As ignorance. I don't carry the huge infrastructures my peer group carries. I own this company. They have stockholders and are parts of huge conglomerates or big government. On what basis do they pass judgment on MD's survival? If I am the owner and I am happy and MD is making a profit, then why do they think it will not survive? I have always been disrespected by my peer group and, frankly, it hasn't affected me or the ability of this company to go from zero deliveries in 2005 to way in excess of 50 and profitable [last year].
When do you think America's economy will recover?
I think we are only at the tip of what is going to affect all companies, which is that we have all been living on borrowed money for a long time and all of a sudden
there is no ability to borrow.
When I buy a broken company, we tear it apart variable by variable so we understand exactly how the company was built up. Then we literally need to throw certain thread out and reweave the tapestry into something that makes sense based on where we are. Then we have to walk that long journey to recover it. I think that's what we need to do with our country and our economy. We have to look at what got us here and what's left after we remove some of these synthetic financial instruments, CDOs [collateralized debt obligations] and leverage, and [decide] what it takes to restart an economy. What does it take to get spending moving on both a business basis and an individual basis? And how do we do that?
Does there need to be a regulatory overhaul of the entire financial system?

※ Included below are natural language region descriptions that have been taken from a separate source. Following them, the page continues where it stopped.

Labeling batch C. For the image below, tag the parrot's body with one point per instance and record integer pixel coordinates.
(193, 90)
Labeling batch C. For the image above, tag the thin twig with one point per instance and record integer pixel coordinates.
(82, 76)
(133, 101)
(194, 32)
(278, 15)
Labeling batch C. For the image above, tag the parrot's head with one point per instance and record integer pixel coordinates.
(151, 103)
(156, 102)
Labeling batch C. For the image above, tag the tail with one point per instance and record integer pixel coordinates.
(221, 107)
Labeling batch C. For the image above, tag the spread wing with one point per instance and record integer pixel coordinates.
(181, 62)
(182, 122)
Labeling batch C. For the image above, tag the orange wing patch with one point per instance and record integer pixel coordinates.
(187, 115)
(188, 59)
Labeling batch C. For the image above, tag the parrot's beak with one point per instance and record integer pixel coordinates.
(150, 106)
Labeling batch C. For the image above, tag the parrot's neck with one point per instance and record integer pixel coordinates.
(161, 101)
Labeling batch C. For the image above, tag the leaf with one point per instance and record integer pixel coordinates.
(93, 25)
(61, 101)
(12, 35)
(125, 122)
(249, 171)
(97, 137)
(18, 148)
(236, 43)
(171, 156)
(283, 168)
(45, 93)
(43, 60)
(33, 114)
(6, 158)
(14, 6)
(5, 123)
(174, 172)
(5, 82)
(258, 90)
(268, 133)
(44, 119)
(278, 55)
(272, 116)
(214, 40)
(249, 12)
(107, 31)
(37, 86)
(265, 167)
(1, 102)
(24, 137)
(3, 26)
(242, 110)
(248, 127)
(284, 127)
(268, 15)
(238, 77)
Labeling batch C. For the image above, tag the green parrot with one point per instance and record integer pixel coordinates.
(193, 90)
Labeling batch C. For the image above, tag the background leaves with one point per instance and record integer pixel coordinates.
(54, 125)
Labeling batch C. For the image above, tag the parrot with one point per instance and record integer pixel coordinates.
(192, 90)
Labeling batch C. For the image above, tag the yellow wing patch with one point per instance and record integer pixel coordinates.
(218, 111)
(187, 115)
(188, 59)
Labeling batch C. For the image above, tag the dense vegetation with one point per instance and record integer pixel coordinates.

I think they [the government] need to understand the financial instruments before they even begin to regulate them and allow them. To my incredible surprise, I talk to people who trade credit default swaps, who work within that market and really don't understand the product. So we have a market where we have built up between 60 and 70 trillion dollars' worth of a financial instrument-which is four-and-a-half times the 2007 gross domestic product-and even those who are experts don't understand the product. There is no way you don't end up with a tragic ending.
Has the government done enough to solve the current liquidity crisis?
No, I don't think they have and I am not sure what they have done is the proper pathway to rebuild America and restart our economy. I believe that the losses in the financial system are so deep and so wide that $700 billion of preferred investment in the banks [during 2008] is not going to make a difference.
Frankly, with guarantees on fiduciary deposits and interbank lending, they could have kept the fear factor from pulling cash out of the banks and still allowed the banks to have the capital to lend and to earn their way back. I think that $700 billion could have been better utilized to [help] companies that are going through an unprecedented imbalance, a sudden loss in revenues and the inability to rationalize their expense structure.
I think in the end what we are realizing is that GDP has been built on leverage and synthetic financial instruments for some time and we obfuscated the need for an economic base built on manufacturing, and now we are allowing what we need most to disappear during this moment of crisis. I fear that they [the government] have used their money unwisely in terms of saving us from a very deep and dark and wide recession.
Resume: Lynn Tilton
POSITIONS: CEO of Patriarch Partners, a private equity firm, and MD Helicopters.
PAST POSITIONS: Executive at Long Drive Management Trust ("LDMT"), where she developed strategies for distressed debt management and created investment vehicles. Also, executive managing director of Papillon Partners, a firm she founded to offer services to sellers of bank debt. Has eight years of experience in research, sales, trading and investing of distressed debt at Oppenheimer & Co., M.J. Whitman and Amroc Investments. Began career in mergers and acquisitions at Morgan Stanley and worked in corporate finance and merchant banking at Goldman Sachs and Merrill Lynch.
EDUCATION: B.A. in American Studies from Yale. MBA in Finance from Columbia University.
PERSONAL: Age 48. Lives in New Jersey. Divorced with one daughter.